BAR星男今回の展示は、トランスマスキュリンの作家の性別移行前に着ていた既製服を素材に、作品が制作されている。
被服は、人の生活の一部と考えられているが、その大部分は作るとき、売るとき、見るときに、社会的な基準に沿ってジェンダー化されている。型紙、ショッピングモール内の店舗、通販サイトは「女性」「男性」と分かれて表示され、着られた服を見るときもボタンの左右や装飾の量などのデザイン面、着ている人の見た目の性別から服のジェンダーが推測される。
文化や地域、時代が変われば、ジェンダーの価値観は変わり、表層も全く別のものとなる。過去の時代の被服を見る場合、当時のジェンダー観を前提に見ていくのが、歴史を読む上で誠実な態度だろう。
しかし、それらはシスジェンダーが前提となっているのではないだろうか?あるいは、性的マイノリティを考慮に入れていたとしても、「シスジェンダーから見た」マイノリティ観となってはいないだろうか?
まず、性的マイノリティで可視化されているのは、それをオープンにしている人という点に注目したい。ほんの一部の人にだけオープンにしていたり、誰にも開示していなかったり(クローゼット)、独り身であったり、違和感はあれどその概念・用語を知らずに生きている人もいる。この人たちは、可視化されづらく、人数としてカウントされにくい。
何も言わなければシスジェンダーかつヘテロセクシャルであることが前提で話が進む。性別の役割に「普通」を求めるにしろ、そこからの「逸脱」を実践するにしろ、それの拠る規範それ自体がシスヘテロしか想定されておらず、何らかの表明があって、初めて、(例外として)、そうではない可能性が考慮され始める。
次に、周縁とされる者には、「誤読」がつきまとうという点。
例えば、女性や異人種に対する無理解さは、その記録のなさや、あっても他者からの眼差しによって歪められる。「女性/黒人は痛みに強い」という「誤読」が、医療において訴えを軽視され、治療が遅れる原因となっているのは現在でも問題となったままだ。

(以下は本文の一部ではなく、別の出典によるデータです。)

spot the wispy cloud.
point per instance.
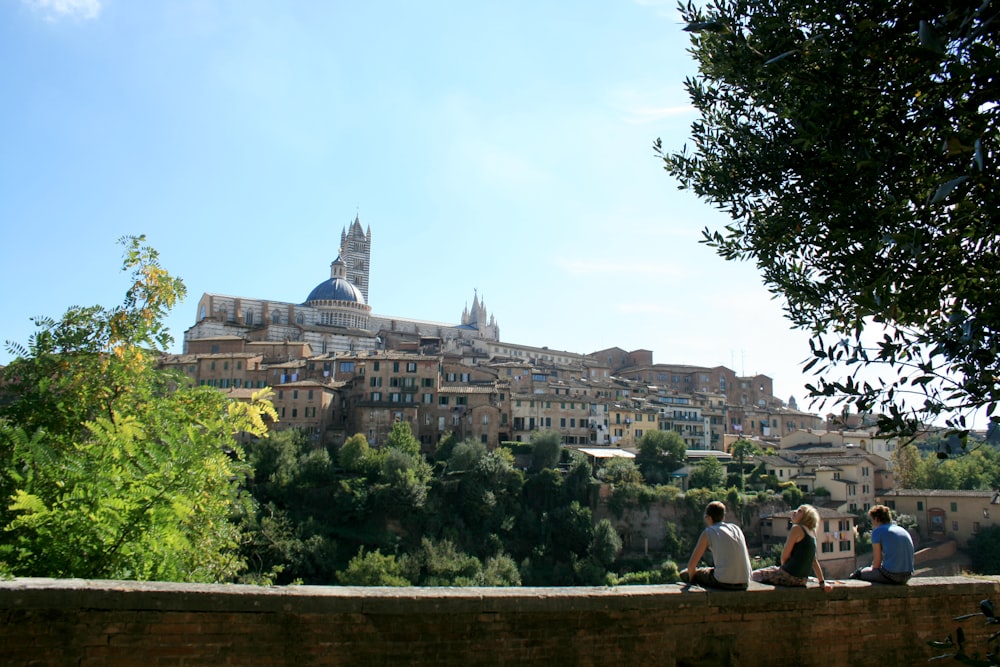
(635, 270)
(56, 9)
(653, 114)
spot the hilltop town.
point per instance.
(337, 370)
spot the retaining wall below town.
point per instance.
(108, 624)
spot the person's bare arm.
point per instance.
(793, 538)
(876, 555)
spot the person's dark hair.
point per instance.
(881, 513)
(716, 511)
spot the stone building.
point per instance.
(365, 372)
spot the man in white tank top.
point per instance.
(729, 552)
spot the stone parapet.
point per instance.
(112, 623)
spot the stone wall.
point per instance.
(109, 624)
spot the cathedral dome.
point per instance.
(336, 289)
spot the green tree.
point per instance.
(606, 544)
(660, 453)
(854, 145)
(353, 453)
(984, 550)
(373, 569)
(707, 474)
(401, 438)
(112, 468)
(546, 450)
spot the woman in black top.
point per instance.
(799, 555)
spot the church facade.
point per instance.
(336, 316)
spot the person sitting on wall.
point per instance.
(892, 549)
(799, 555)
(729, 552)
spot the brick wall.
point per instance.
(107, 624)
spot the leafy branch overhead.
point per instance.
(853, 145)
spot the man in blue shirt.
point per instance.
(892, 547)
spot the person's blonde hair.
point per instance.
(810, 517)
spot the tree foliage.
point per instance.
(546, 449)
(707, 474)
(984, 549)
(660, 453)
(854, 146)
(109, 469)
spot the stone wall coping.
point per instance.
(32, 593)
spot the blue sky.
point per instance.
(503, 147)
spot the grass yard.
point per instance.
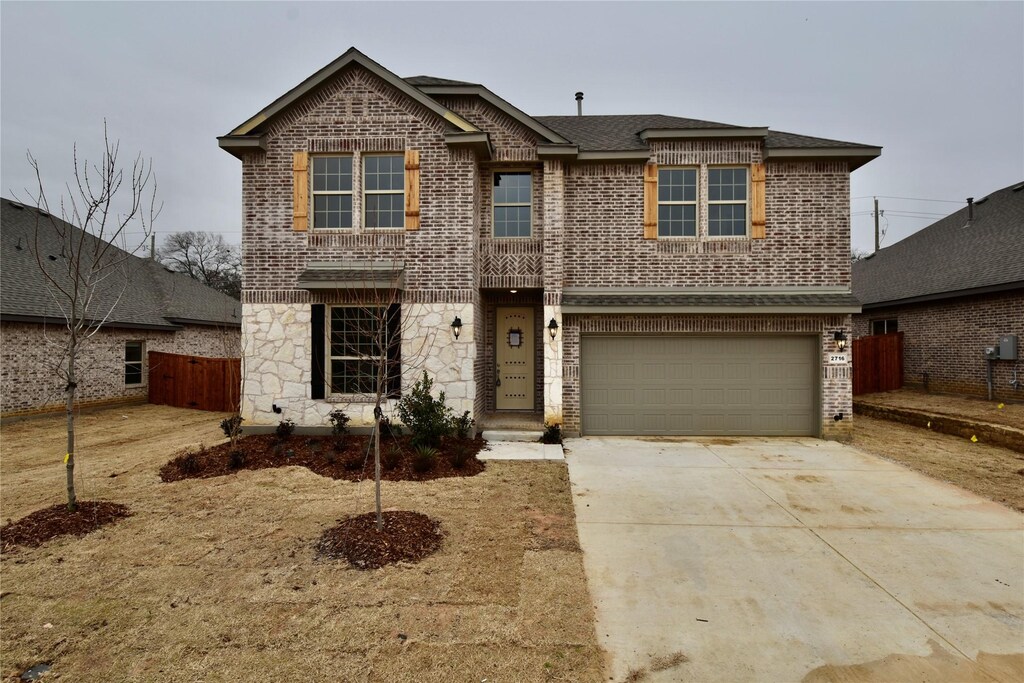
(215, 580)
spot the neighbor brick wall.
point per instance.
(28, 380)
(945, 340)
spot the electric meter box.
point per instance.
(1008, 347)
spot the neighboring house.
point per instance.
(619, 274)
(953, 289)
(155, 310)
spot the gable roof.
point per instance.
(950, 257)
(156, 298)
(584, 137)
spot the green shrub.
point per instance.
(339, 422)
(428, 419)
(285, 429)
(552, 433)
(424, 458)
(463, 426)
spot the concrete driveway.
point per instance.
(793, 560)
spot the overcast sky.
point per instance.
(939, 86)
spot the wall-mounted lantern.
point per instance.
(553, 329)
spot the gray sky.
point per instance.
(939, 86)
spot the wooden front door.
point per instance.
(514, 380)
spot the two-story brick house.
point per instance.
(620, 274)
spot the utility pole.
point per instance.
(876, 224)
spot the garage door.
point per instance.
(699, 385)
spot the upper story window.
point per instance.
(513, 204)
(677, 203)
(885, 327)
(384, 190)
(333, 191)
(133, 363)
(727, 196)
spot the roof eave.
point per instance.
(701, 133)
(504, 105)
(856, 157)
(351, 55)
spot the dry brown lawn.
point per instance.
(987, 470)
(215, 580)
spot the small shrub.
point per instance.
(339, 423)
(424, 458)
(460, 455)
(463, 426)
(285, 429)
(237, 460)
(552, 433)
(427, 418)
(189, 463)
(231, 427)
(391, 458)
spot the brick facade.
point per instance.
(587, 231)
(28, 381)
(943, 342)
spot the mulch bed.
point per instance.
(323, 456)
(408, 537)
(54, 521)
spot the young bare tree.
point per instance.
(89, 279)
(205, 257)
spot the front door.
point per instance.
(514, 381)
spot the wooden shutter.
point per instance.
(412, 189)
(300, 191)
(650, 202)
(758, 201)
(316, 332)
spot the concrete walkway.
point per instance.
(793, 560)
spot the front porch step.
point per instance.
(511, 435)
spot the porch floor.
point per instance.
(512, 420)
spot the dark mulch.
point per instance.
(323, 456)
(54, 521)
(408, 537)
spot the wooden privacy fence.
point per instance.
(878, 364)
(192, 381)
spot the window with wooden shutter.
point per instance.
(412, 189)
(758, 201)
(300, 191)
(650, 202)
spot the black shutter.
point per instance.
(394, 350)
(316, 330)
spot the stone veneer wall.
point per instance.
(28, 382)
(837, 381)
(278, 368)
(944, 340)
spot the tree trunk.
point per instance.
(70, 409)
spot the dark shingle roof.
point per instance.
(622, 132)
(419, 81)
(154, 296)
(950, 256)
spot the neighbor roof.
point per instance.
(154, 298)
(950, 257)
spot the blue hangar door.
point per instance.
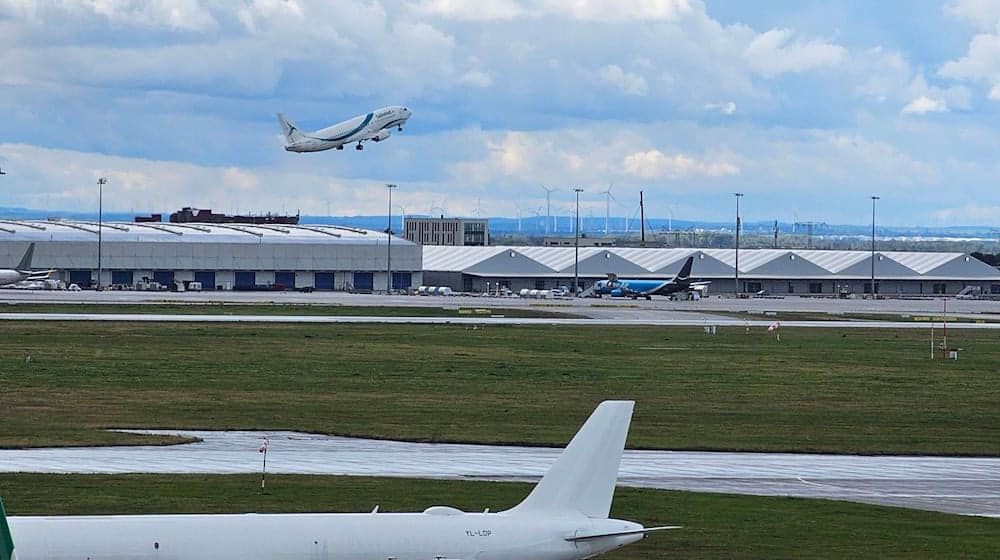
(206, 278)
(81, 278)
(401, 280)
(164, 277)
(245, 279)
(323, 280)
(286, 279)
(364, 280)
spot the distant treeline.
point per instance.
(992, 260)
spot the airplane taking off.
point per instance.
(23, 271)
(371, 126)
(565, 517)
(618, 287)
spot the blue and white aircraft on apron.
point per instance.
(373, 126)
(647, 288)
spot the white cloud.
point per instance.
(178, 15)
(172, 15)
(969, 214)
(923, 105)
(623, 10)
(476, 78)
(654, 164)
(587, 10)
(773, 53)
(981, 62)
(626, 82)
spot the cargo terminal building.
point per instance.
(216, 255)
(778, 271)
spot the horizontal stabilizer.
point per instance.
(289, 130)
(586, 536)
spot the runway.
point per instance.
(472, 320)
(606, 308)
(963, 485)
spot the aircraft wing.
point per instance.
(588, 536)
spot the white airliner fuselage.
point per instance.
(565, 517)
(375, 126)
(377, 536)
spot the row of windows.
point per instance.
(242, 279)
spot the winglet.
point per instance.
(289, 129)
(583, 477)
(6, 542)
(644, 531)
(25, 263)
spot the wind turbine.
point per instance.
(548, 209)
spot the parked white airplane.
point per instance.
(564, 518)
(371, 126)
(23, 272)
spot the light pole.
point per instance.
(873, 290)
(100, 226)
(576, 246)
(388, 246)
(548, 209)
(737, 267)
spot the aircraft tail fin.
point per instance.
(25, 263)
(289, 129)
(6, 542)
(583, 477)
(685, 272)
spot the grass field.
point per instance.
(818, 390)
(715, 525)
(278, 309)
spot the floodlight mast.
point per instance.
(737, 267)
(873, 290)
(100, 226)
(388, 245)
(576, 246)
(548, 207)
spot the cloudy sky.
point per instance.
(808, 106)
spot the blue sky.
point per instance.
(808, 107)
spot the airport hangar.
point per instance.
(323, 257)
(218, 256)
(779, 271)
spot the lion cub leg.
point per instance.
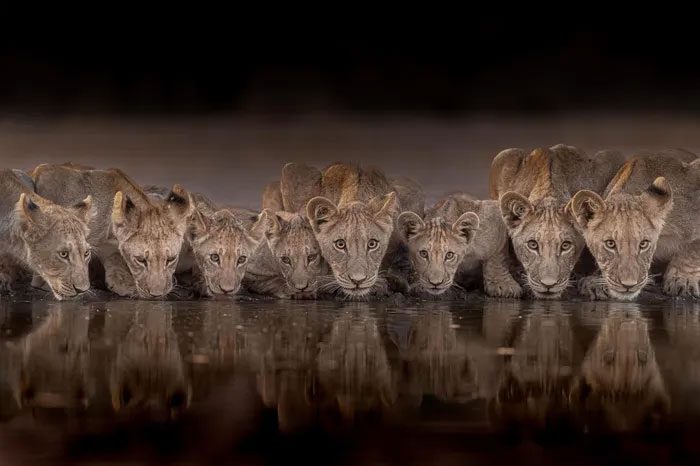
(118, 276)
(593, 287)
(682, 277)
(10, 273)
(498, 280)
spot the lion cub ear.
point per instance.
(659, 196)
(466, 226)
(29, 213)
(584, 206)
(320, 210)
(179, 202)
(258, 229)
(514, 207)
(409, 224)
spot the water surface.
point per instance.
(271, 382)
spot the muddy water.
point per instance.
(219, 382)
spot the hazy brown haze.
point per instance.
(231, 158)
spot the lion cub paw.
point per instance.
(593, 288)
(508, 288)
(682, 285)
(121, 282)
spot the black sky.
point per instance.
(449, 63)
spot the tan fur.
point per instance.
(649, 213)
(221, 244)
(622, 176)
(48, 239)
(354, 225)
(289, 264)
(458, 234)
(137, 239)
(534, 191)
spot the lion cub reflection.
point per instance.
(147, 373)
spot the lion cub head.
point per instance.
(621, 232)
(545, 241)
(222, 244)
(150, 236)
(353, 239)
(296, 251)
(54, 242)
(437, 247)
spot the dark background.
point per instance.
(199, 59)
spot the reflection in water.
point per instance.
(620, 386)
(588, 367)
(48, 368)
(147, 372)
(535, 382)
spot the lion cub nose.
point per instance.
(548, 281)
(629, 283)
(358, 279)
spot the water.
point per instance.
(269, 382)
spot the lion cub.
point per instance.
(220, 244)
(456, 235)
(353, 221)
(649, 213)
(533, 191)
(289, 264)
(48, 239)
(137, 238)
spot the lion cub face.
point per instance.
(353, 239)
(622, 232)
(296, 251)
(150, 237)
(222, 245)
(545, 241)
(55, 242)
(436, 248)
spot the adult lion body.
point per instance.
(533, 190)
(648, 213)
(137, 238)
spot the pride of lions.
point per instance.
(357, 232)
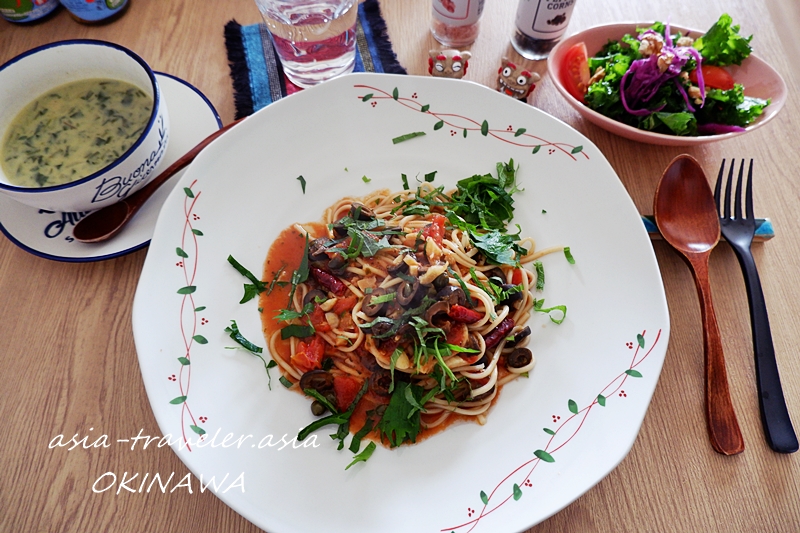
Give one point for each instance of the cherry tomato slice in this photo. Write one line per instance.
(574, 71)
(714, 77)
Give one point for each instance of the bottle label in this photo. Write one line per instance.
(93, 10)
(26, 10)
(544, 19)
(458, 12)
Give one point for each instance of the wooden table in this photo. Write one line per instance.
(69, 364)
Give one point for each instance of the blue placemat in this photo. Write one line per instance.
(258, 78)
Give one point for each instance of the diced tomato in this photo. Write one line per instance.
(317, 319)
(574, 71)
(435, 229)
(344, 304)
(465, 315)
(308, 356)
(714, 77)
(346, 389)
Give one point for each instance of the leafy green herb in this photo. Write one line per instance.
(538, 305)
(255, 287)
(236, 335)
(539, 275)
(722, 45)
(286, 315)
(399, 424)
(407, 136)
(363, 456)
(301, 274)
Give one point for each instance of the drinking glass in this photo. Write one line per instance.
(315, 39)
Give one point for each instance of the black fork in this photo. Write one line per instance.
(738, 230)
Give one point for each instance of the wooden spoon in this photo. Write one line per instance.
(687, 218)
(106, 222)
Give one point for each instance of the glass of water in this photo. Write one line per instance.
(315, 39)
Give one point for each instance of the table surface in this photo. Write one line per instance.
(69, 364)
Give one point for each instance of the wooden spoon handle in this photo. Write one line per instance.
(723, 428)
(138, 198)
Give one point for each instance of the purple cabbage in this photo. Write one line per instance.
(643, 79)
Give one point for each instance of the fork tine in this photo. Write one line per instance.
(728, 185)
(737, 207)
(749, 193)
(718, 187)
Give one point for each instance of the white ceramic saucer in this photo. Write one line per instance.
(49, 234)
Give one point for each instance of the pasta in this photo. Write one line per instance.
(400, 312)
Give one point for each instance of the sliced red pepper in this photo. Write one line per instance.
(346, 389)
(308, 356)
(435, 229)
(317, 319)
(344, 304)
(459, 313)
(499, 333)
(329, 281)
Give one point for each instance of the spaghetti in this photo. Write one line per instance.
(401, 312)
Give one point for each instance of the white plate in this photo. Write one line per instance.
(244, 190)
(48, 234)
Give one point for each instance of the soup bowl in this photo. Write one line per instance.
(32, 74)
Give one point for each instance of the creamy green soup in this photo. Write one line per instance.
(74, 130)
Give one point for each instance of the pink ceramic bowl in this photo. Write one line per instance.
(759, 80)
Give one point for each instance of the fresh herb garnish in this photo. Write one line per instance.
(568, 255)
(400, 422)
(299, 275)
(253, 289)
(236, 335)
(538, 305)
(363, 456)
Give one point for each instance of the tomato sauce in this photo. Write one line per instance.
(283, 259)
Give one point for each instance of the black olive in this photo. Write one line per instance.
(513, 297)
(318, 380)
(337, 265)
(380, 381)
(381, 328)
(368, 307)
(436, 309)
(452, 295)
(361, 212)
(441, 282)
(312, 295)
(483, 396)
(461, 390)
(407, 292)
(518, 336)
(519, 358)
(316, 250)
(395, 269)
(317, 409)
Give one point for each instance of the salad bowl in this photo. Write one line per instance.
(759, 79)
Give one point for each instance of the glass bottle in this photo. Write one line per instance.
(456, 22)
(26, 12)
(95, 11)
(540, 25)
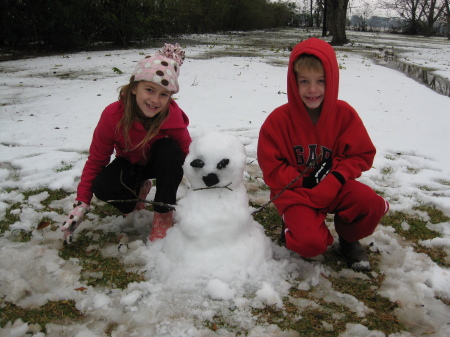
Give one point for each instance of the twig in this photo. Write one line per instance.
(156, 203)
(310, 166)
(209, 188)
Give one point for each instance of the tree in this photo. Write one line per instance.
(337, 20)
(447, 14)
(410, 10)
(363, 13)
(433, 9)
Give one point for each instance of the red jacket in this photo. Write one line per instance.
(106, 139)
(288, 140)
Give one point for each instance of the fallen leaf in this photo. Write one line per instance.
(43, 224)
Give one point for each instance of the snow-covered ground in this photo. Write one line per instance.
(229, 83)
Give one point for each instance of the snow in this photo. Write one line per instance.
(50, 106)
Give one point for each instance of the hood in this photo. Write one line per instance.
(327, 56)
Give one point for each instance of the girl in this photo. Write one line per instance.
(148, 132)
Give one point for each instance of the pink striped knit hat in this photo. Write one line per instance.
(162, 68)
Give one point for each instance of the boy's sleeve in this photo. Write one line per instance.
(277, 173)
(355, 152)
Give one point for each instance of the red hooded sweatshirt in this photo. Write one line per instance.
(288, 140)
(107, 138)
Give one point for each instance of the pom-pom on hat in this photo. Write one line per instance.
(162, 68)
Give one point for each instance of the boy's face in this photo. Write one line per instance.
(311, 87)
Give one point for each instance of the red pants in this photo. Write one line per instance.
(357, 211)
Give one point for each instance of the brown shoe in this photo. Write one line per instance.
(355, 255)
(161, 223)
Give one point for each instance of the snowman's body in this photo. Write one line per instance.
(213, 221)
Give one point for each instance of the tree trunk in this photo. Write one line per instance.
(339, 19)
(325, 18)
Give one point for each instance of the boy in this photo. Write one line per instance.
(315, 124)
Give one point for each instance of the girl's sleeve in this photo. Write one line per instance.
(100, 152)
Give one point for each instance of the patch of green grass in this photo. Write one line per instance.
(383, 317)
(112, 270)
(418, 230)
(62, 312)
(52, 196)
(387, 170)
(65, 167)
(102, 209)
(329, 319)
(270, 220)
(10, 217)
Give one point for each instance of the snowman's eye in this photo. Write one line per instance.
(197, 163)
(223, 163)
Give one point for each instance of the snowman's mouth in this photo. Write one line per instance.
(211, 179)
(211, 187)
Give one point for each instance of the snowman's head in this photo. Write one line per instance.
(215, 160)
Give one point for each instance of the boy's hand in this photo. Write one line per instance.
(316, 176)
(73, 220)
(324, 193)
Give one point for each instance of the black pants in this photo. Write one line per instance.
(165, 165)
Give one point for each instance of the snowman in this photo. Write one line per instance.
(213, 221)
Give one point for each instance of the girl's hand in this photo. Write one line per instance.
(74, 219)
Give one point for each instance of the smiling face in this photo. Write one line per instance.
(151, 98)
(311, 87)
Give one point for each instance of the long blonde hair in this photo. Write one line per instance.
(131, 114)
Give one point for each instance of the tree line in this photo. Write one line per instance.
(75, 24)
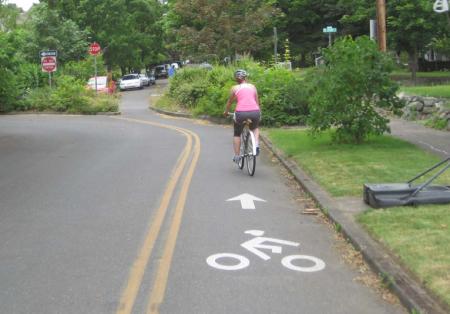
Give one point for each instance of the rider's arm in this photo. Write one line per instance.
(256, 93)
(230, 101)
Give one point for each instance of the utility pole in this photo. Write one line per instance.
(381, 22)
(275, 36)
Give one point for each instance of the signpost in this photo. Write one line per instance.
(330, 30)
(48, 63)
(95, 50)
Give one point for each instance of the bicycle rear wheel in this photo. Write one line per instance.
(242, 152)
(250, 144)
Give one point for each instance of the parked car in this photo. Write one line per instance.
(102, 85)
(130, 81)
(151, 78)
(179, 64)
(160, 71)
(145, 79)
(205, 66)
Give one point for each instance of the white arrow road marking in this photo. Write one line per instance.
(254, 244)
(247, 200)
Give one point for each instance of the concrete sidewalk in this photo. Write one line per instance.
(433, 141)
(341, 210)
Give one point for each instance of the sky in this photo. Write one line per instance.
(24, 4)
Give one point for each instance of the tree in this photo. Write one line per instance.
(412, 25)
(47, 30)
(129, 32)
(303, 22)
(222, 26)
(356, 76)
(8, 59)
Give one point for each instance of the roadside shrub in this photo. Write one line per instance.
(283, 96)
(38, 99)
(30, 76)
(9, 92)
(356, 76)
(69, 95)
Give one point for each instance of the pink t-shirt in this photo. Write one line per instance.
(246, 99)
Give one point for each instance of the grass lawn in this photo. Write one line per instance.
(343, 169)
(420, 74)
(442, 91)
(419, 236)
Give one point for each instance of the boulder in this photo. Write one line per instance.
(429, 101)
(428, 110)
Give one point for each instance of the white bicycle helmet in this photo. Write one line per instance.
(240, 73)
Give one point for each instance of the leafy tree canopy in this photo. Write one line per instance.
(222, 26)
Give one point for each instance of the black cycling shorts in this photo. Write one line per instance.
(241, 116)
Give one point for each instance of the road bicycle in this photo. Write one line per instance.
(248, 148)
(309, 264)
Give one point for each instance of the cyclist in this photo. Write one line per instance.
(247, 107)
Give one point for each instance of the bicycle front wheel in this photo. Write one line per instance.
(250, 147)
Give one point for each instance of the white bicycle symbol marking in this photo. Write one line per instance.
(257, 243)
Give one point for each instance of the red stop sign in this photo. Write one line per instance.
(48, 64)
(94, 49)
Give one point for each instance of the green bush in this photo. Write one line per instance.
(283, 96)
(356, 76)
(9, 92)
(68, 95)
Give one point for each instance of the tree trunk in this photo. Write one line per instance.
(415, 65)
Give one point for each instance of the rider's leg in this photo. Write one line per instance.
(256, 133)
(237, 145)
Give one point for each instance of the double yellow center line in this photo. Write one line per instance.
(137, 273)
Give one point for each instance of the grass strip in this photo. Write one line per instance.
(343, 169)
(440, 91)
(419, 236)
(420, 74)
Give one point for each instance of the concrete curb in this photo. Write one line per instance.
(410, 293)
(61, 113)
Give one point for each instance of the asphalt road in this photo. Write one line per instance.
(133, 214)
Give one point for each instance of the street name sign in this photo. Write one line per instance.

それと同じことが、トランスジェンダーにも起こっている。トランスジェンダーに関する医療では、性別違和を(主にシスジェンダーの医師に)証明するため、「シスヘテロの規範に沿った逸脱」としての存在であらねばならない、生存のために誤読を受け入れざるを得ない問題がある。それによって、性別違和の語りが刈り取られ、1本に固着化されている状態となる。縫い、装飾する手芸は、主に女性の仕事と位置付けられてきた。
この歴史から手芸は、美術においてもフェミニズムの文脈で有効な手つきである。あるいは既製品の多くが、社会的な基準に沿ったジェンダー観を反映していることから、その対抗手段として、クィアの文脈でも扱われる。
今回の展示では、性別移行前のフェミニンな服や、手芸の技術が使われている。トランス男性がこのような表象を提示すると、シス規範により「やはり女性だから」とミスジェンダリングされ、旧態のジェンダー観の押し付けとともに、細やかなトランスマスキュリンの生を切り捨てられる危険性がある。死後、クローゼットからこれらが出てきたとき、自身のアイデンティティは尊厳を持って存在し続けられるのだろうか。
様々なアイデンティティが存在できるART Bar星男にクローゼットを持ち出し、自ら語り得ない人の尊厳について考えていきたい。